Wise Sandra S, Holmes Amie L, Wise John Pierce
Wise Laboratory of Environmental and Genetic Toxicology, Maine Center for Toxicology and Environmental Health, University of Southern Maine, PO Box 9300, Portland, ME 04103-9300, United States.
Mutat Res. 2006 Nov 7;610(1-2):2-7. doi: 10.1016/j.mrgentox.2006.06.005. Epub 2006 Jul 26.
Particulate hexavalent chromium (Cr(VI)) is a well-established human lung carcinogen. It is currently a major public health concern, there is widespread exposure to it in occupational settings and to the general public. However, despite the potential widespread exposure and the fact that the lung is its target organ, few studies have considered the toxic effects of particulate Cr(VI) in human lung cells. Accordingly, we used lead chromate as a model particulate Cr(VI) compound and determined its cytotoxicity and genotoxicity in cultured human bronchial epithelial cells, using BEP2D cells as a model cell line. We found that lead chromate induced concentration-dependent cytotoxicity in BEP2D cells after a 24h exposure. Specifically, the relative survival was 78, 59, 53, 46 and 0% after exposure to 0.5, 1, 5, 10 and 50 microg/cm(2) lead chromate, respectively. Similarly, the amount of chromosome damage increased with concentration after 24h exposure to lead chromate. Specifically, 0.5, 1, 5 and 10 microg/cm(2) damaged 10, 13, 20 and 28% of metaphase cells with the total amount of damage reaching 11, 15, 24 and 36 aberrations per 100 metaphases, respectively. Lead chromate (50 microg/cm(2) lead chromate) induced profound cell cycle delay and no metaphases were found. In addition we investigated the effects of soluble hexavalent chromium, sodium chromate, in this cell line. We found that 1, 2.5, 5 and 10 microM sodium chromate induced 66, 35, 0 and 0% relative survival, respectively. The amount of chromosome damage increased with concentration after 24h exposure to sodium chromate. Specifically, 1, 2.5 and 5 microM damaged 25, 34 and 41% of metaphase cells with the total amount of damage reaching 33, 59 and 70 aberrations per 100 metaphases, respectively. Ten micromolar sodium chromate induced profound cell cycle delay and no metaphases were found. Overall the data clearly indicate that hexavalent Cr(VI) is cytotoxic and genotoxic to human lung epithelial cells.

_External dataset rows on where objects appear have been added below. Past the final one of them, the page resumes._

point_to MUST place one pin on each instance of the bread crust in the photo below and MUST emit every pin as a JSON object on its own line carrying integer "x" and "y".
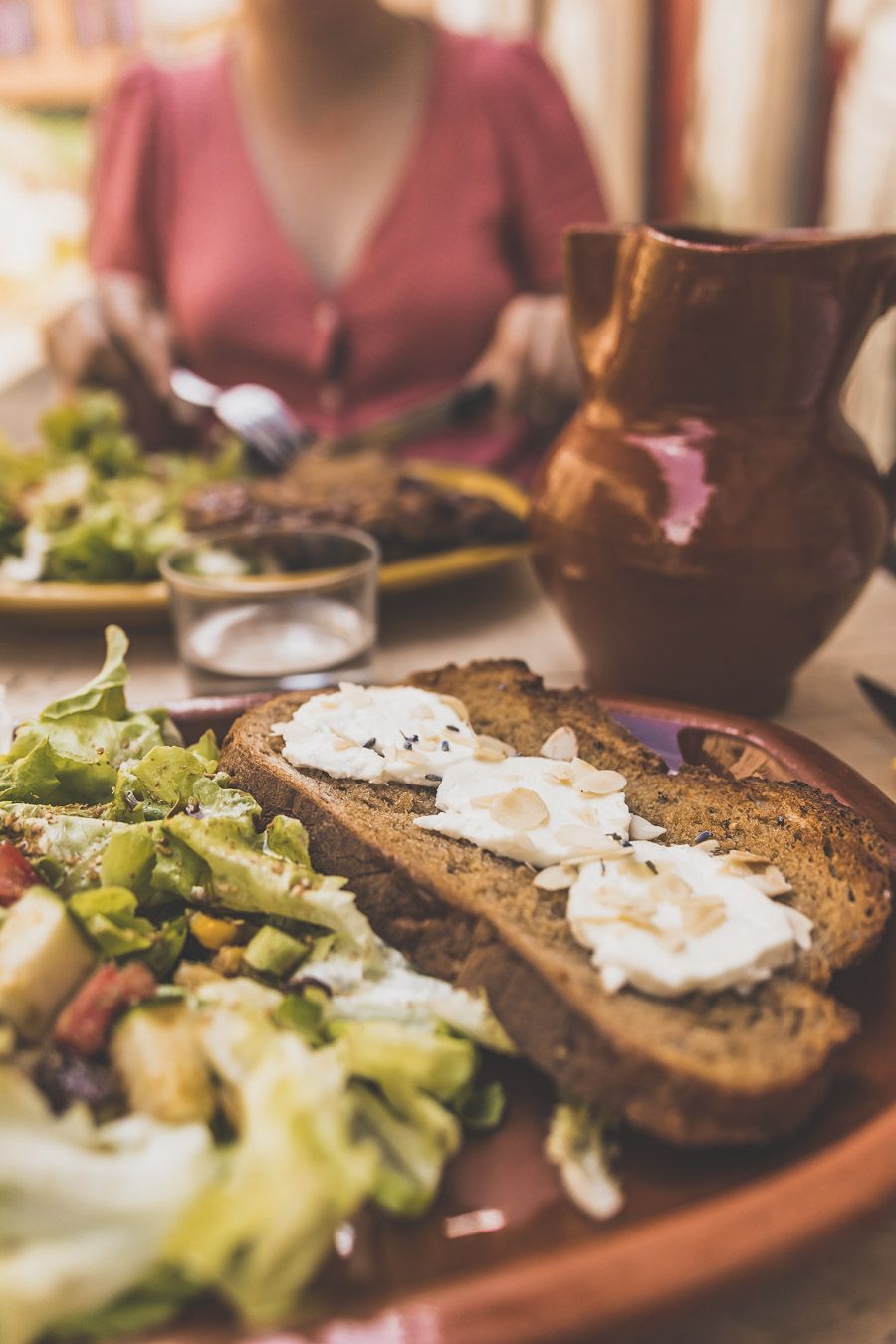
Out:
{"x": 699, "y": 1070}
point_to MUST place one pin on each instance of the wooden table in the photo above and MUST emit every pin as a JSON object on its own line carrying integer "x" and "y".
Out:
{"x": 849, "y": 1294}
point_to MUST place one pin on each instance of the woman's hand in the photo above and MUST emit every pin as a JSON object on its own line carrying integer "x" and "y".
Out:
{"x": 531, "y": 360}
{"x": 117, "y": 337}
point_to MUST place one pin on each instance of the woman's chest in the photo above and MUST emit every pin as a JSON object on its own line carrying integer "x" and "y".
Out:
{"x": 425, "y": 285}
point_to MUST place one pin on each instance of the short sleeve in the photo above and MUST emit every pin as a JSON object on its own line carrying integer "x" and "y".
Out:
{"x": 126, "y": 179}
{"x": 551, "y": 177}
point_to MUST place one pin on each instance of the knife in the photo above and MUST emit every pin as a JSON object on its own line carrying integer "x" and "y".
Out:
{"x": 877, "y": 695}
{"x": 458, "y": 409}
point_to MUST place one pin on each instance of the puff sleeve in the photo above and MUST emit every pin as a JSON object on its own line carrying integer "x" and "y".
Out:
{"x": 551, "y": 179}
{"x": 129, "y": 177}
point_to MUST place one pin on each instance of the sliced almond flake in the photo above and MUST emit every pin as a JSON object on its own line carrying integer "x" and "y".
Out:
{"x": 598, "y": 784}
{"x": 557, "y": 878}
{"x": 635, "y": 867}
{"x": 485, "y": 742}
{"x": 520, "y": 809}
{"x": 669, "y": 886}
{"x": 485, "y": 799}
{"x": 772, "y": 882}
{"x": 703, "y": 916}
{"x": 642, "y": 829}
{"x": 588, "y": 840}
{"x": 460, "y": 709}
{"x": 561, "y": 745}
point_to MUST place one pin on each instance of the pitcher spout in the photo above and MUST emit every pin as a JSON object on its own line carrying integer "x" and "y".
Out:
{"x": 761, "y": 323}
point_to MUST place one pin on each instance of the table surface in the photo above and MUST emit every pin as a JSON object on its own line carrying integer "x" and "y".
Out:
{"x": 846, "y": 1294}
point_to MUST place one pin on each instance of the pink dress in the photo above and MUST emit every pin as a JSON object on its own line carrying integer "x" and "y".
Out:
{"x": 499, "y": 168}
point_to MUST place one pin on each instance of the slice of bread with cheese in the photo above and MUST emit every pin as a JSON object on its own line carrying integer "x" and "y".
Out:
{"x": 702, "y": 1068}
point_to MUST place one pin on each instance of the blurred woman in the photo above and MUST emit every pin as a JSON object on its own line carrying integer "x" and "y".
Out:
{"x": 349, "y": 206}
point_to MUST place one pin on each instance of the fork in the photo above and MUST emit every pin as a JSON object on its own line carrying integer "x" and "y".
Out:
{"x": 274, "y": 437}
{"x": 270, "y": 432}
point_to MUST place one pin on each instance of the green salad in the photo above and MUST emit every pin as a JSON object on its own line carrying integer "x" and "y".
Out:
{"x": 208, "y": 1060}
{"x": 88, "y": 506}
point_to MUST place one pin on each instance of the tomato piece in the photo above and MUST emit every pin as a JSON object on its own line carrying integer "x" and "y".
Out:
{"x": 16, "y": 874}
{"x": 87, "y": 1020}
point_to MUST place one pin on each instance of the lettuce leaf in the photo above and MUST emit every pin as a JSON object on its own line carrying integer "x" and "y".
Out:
{"x": 245, "y": 879}
{"x": 109, "y": 916}
{"x": 85, "y": 1210}
{"x": 72, "y": 752}
{"x": 579, "y": 1148}
{"x": 293, "y": 1176}
{"x": 152, "y": 1302}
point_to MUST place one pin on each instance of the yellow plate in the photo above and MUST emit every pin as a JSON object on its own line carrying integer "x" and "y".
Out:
{"x": 146, "y": 603}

颗粒态六价铬(Cr(VI))是一种公认的人类肺癌致癌物。它目前是一个主要的公共卫生问题,在职业环境和普通公众中都存在广泛接触。然而,尽管存在潜在的广泛接触且肺部是其靶器官,但很少有研究考虑颗粒态Cr(VI)对人肺细胞的毒性作用。因此,我们使用铬酸铅作为颗粒态Cr(VI)化合物的模型,并以BEP2D细胞作为模型细胞系,测定其在培养的人支气管上皮细胞中的细胞毒性和遗传毒性。我们发现,铬酸铅在24小时暴露后对BEP2D细胞诱导了浓度依赖性的细胞毒性。具体而言,暴露于0.5、1、5、10和50微克/平方厘米铬酸铅后,相对存活率分别为78%、59%、53%、46%和0%。同样,在24小时暴露于铬酸铅后,染色体损伤数量随浓度增加。具体而言,0.5、1、5和10微克/平方厘米分别使10%、13%、20%和28%的中期细胞受损,每100个中期细胞的总损伤量分别达到11、15、24和36个畸变。铬酸铅(50微克/平方厘米铬酸铅)诱导了严重的细胞周期延迟,未发现中期细胞。此外,我们研究了可溶性六价铬铬酸钠在该细胞系中的作用。我们发现,1、2.5、5和10微摩尔铬酸钠分别诱导了66%、35%、0%和0%的相对存活率。在24小时暴露于铬酸钠后,染色体损伤数量随浓度增加。具体而言,1、2.5和5微摩尔分别使25%、34%和41%的中期细胞受损,每100个中期细胞的总损伤量分别达到33、59和70个畸变。10微摩尔铬酸钠诱导了严重的细胞周期延迟,未发现中期细胞。总体而言,数据清楚地表明六价Cr(VI)对人肺上皮细胞具有细胞毒性和遗传毒性。